День не задался
– У тебя с головой, лейтенант, как, всё в порядке?
– Как бы «Да!»
– Ты из какого полка?
– 13 ИАП КБФ.
– Если бы эти бумаги попали немцам, была бы полная задница! Возвращаешься домой. Следствие по тебе будет закрыто. Я распоряжусь, чтобы тебе дали У-2. Гаврилов! Что там у тебя по лейтенанту?
– Измена Родине. Не помнит никого из своего старого полка. Похоже на амнезию. Вроде бы контузия, но записей в медицинской книжке об этом нет.
– Лейтенант! Контузия была?
– Да, товарищ генерал, но я её скрыл. Списать могли.
Мерецков подошёл ко мне, посмотрел в глаза:
– Воюй, лейтенант! А это кто?
– Моя жена.
– Её за что?
– Не знаю, товарищ генерал. Она была снайпером 6 БрМП в Рамбове. Сейчас – оружейница 13 ИАП.
– Это теперь не 13 ИАП, а 4 гвардейский ИАП, товарищ гвардии лейтенант и гвардии главный старшина. Ещё раз спасибо, гвардейцы, что посадили самолёт.
Возвращение не было триумфальным. Мое место уже занято, моя землянка тоже. Охтеня сняли с должности, он последнее время много пил и перестал летать. Новый командир – из моего старого 5-го полка. Он меня помнит, я его не знаю. Возвращать меня на должность командира 4 эскадрильи он отказался. Самолёт мне не вернули. Я стал «безлошадным». Это совсем плохо. Самолётов нет, а болтающихся без дела лётчиков много. Жить нам стало негде. Люда поселилась в землянке оружейниц и крутила ручку машинки, набивая пулемётные ленты. Я бросил вещмешок в землянку 2 эскадрильи, меня направили туда рядовым лётчиком, и пошёл в штаб бригады. Романенко и комиссар Иванов выслушали меня, я показал сопроводительное письмо Особого Отдела 4 армии, рассказал о том, что случилось после прилёта обратно, и что у меня отобрали самолёт. Романенко снял трубку и приказал Михайлову прибыть в штаб бригады. Разговор у них шёл на повышенных тонах.
– Я этого разгильдяя знаю с 40-го года! У него вечно что-нибудь не так, как у людей! То заблудится, то напьётся, то драку устроит, то самолёт поломает!
– Он у меня в полку с августа 41-го. Я его командиром 13-й эскадрильи поставил, и не за красивые глаза. У него больше всех сбитых на всем Ленинградском фронте, и самые маленькие потери: с сентября эскадрилья потеряла только одного человека и два самолёта. Ты что ж творишь? Не успел полк принять, а уже раздербанил лучшую эскадрилью полка?
– Но он же под следствием был! Как я могу ему доверять?
– Ты вот это читал? – Романенко сунул ему в лицо постановление Особого Отдела об остановке следствия. – Мало ли что на фронте может произойти. Не помнит он ничего, что было до 21 июля 41 года. Отца с матерью не помнит, но летает и бьёт фашистов.

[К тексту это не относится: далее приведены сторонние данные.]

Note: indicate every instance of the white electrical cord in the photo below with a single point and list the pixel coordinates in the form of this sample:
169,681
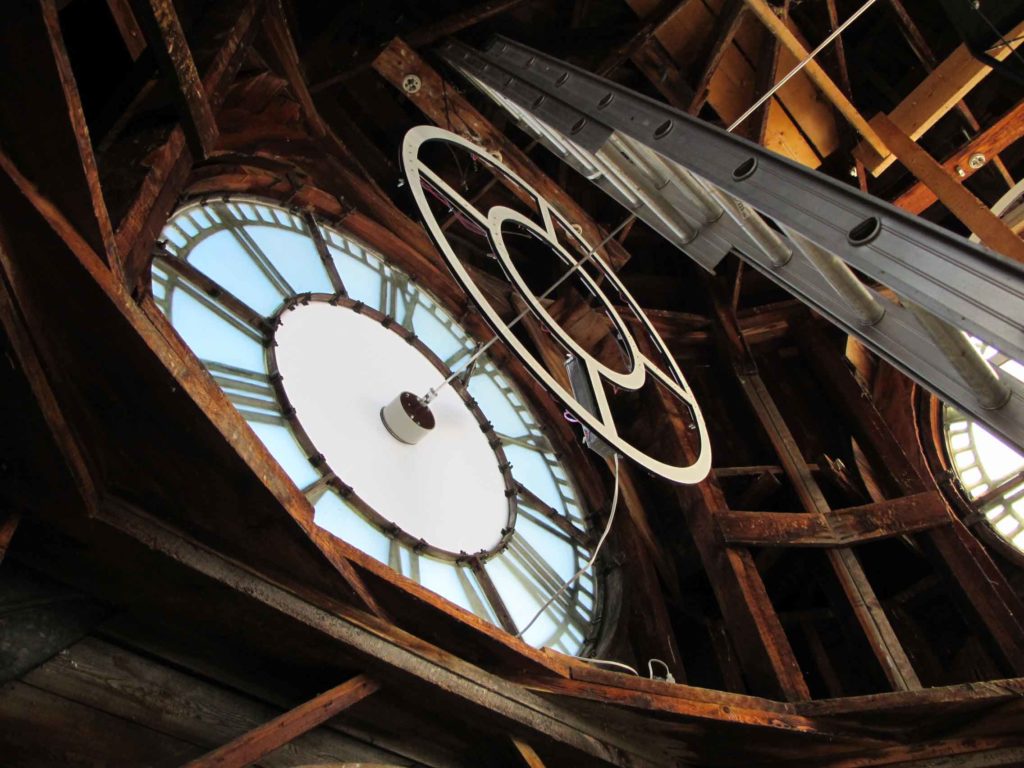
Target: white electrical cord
590,562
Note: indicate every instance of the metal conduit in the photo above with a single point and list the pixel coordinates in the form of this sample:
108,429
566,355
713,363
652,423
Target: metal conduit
864,304
752,222
694,189
649,198
965,357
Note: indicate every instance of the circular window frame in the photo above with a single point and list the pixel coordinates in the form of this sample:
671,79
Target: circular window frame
608,585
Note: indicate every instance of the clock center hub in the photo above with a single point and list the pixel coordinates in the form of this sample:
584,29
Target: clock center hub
338,368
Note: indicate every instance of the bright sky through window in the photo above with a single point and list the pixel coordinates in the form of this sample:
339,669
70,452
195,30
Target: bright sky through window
990,471
294,339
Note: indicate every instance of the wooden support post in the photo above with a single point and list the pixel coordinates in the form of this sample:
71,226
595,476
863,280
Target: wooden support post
726,26
148,211
975,214
817,74
863,602
983,587
936,95
43,125
257,743
168,43
124,17
988,143
927,57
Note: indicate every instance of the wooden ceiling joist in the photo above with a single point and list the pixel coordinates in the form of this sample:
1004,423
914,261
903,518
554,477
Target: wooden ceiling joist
844,527
962,203
827,86
257,743
937,94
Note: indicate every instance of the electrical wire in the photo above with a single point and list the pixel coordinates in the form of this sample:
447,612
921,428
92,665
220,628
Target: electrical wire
590,562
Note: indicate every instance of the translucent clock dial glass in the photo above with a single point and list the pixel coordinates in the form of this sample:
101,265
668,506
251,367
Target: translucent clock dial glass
990,471
297,322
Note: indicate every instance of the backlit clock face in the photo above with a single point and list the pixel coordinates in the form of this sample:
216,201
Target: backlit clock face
309,335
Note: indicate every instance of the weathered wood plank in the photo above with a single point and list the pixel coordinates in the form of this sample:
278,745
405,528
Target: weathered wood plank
938,93
43,124
124,17
843,527
396,654
983,586
167,41
817,74
962,203
725,30
988,143
259,742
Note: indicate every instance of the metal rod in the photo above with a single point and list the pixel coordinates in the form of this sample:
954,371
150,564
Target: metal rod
810,56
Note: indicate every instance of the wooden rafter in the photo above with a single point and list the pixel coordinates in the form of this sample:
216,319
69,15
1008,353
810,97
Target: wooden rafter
927,57
257,743
986,592
987,143
167,41
726,26
815,72
937,94
843,527
962,203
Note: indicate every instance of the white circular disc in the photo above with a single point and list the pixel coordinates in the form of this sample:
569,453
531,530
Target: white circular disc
339,369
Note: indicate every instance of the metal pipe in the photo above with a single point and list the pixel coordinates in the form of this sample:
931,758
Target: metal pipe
965,357
778,252
771,92
864,304
695,190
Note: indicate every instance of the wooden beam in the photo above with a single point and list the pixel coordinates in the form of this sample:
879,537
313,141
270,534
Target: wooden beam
257,743
168,43
843,527
726,25
398,656
445,107
655,65
232,31
927,57
652,25
861,598
988,143
43,124
962,203
124,17
19,323
936,95
985,591
814,71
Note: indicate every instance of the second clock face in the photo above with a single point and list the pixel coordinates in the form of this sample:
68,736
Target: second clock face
309,335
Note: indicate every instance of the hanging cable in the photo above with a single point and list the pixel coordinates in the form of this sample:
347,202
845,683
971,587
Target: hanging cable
590,562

Не знаю, как тебе, а мне этого достаточно.
Тут в штаб вошла в полном составе моя бывшая эскадрилья. Стоят, прислушиваются к разговору. Романенко повернулся к ним:
– А вы чего сюда припёрлись?
– Из-за командира! – сказал Макеев. – Командир вернулся, а его во вторую перевели. Просим вернуть нам командира. Несправедливо это!
– Слышишь, Борис Иванович, что люди говорят?
Крупное лицо Михайлова было красным, глаза упрямо смотрели куда-то в сторону, кулаки сжимались и разжимались. Он вступил в должность три дня назад, ещё не был гвардейцем. Все знали, что у него один сбитый с потерей собственного самолёта.